We used to use a boat oar an scrape barnacles off the pilings and then use treble to snag em like mullet


----------



## vikingfan

we want to start trying to fish for sheepshead, but don't know much about them. So you don't feel them bite? What is the best way to clean them? Any info is appreciated. We have a 10 yr old son and all he wants to do is fish!! He's better than the rest of us too.


----------



## eym_sirius

I clean them using an electric knife. I catch them two ways: In clear water where I can see them, I can see the bite. That's the easiest way. If I can't see the bite, then I try to be super-fast on the hook set. Sometimes they just nail it! Other times,in less clear water, I try to set the hook before the end of the tap. I like to do it that way, because it's an exercise in concentration and diligence. Fiddler crabs, live shrimp (when they're thick) - that's what I've used in the past.

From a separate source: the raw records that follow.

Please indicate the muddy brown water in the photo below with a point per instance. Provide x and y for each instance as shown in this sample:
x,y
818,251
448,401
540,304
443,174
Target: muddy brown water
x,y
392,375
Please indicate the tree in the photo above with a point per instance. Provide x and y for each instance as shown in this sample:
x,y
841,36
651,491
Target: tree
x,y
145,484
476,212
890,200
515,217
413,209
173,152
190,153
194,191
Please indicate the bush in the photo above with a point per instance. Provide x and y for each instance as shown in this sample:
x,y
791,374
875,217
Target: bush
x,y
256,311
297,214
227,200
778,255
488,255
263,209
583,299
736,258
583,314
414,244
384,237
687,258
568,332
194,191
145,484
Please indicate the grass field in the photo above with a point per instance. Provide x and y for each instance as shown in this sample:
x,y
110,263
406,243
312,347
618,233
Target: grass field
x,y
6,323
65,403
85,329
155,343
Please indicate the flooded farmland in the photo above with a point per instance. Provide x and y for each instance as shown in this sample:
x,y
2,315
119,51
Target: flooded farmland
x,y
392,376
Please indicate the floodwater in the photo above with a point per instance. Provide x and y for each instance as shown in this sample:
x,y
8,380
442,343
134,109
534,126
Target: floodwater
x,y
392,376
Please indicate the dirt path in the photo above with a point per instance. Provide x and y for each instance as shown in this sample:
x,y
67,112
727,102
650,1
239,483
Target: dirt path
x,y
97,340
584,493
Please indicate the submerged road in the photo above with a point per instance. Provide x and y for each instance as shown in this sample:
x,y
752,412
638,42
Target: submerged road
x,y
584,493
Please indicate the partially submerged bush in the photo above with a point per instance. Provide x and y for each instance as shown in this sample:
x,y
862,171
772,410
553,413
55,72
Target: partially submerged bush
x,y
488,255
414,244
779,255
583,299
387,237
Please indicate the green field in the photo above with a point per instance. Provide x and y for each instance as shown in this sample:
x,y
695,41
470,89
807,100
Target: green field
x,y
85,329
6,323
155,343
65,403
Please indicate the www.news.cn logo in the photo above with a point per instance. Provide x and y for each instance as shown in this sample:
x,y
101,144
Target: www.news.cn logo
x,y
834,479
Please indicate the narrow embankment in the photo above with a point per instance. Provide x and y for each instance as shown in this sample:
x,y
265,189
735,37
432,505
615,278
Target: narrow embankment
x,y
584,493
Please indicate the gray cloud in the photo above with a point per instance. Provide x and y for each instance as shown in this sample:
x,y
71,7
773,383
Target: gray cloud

I use a florocarbon leader of about 18 - 20 inches with an egg shaped weight above a small swivel. Definitely a j-shaped hook! I've had the best luck in late March/early April. But late February/early March has worked for me, too, at Bob Sikes, using fiddler crabs right off the bottom.


----------



## vietvet

Vikingfan,

I'd be glad to show you what I know about the sport....perhaps we could meet up in the next few weeks. When out Sat and hooked 20+, seven good keepers. I fish the I-10 bridge area, Escambia Bay most times. PM me and we'll set something up.


----------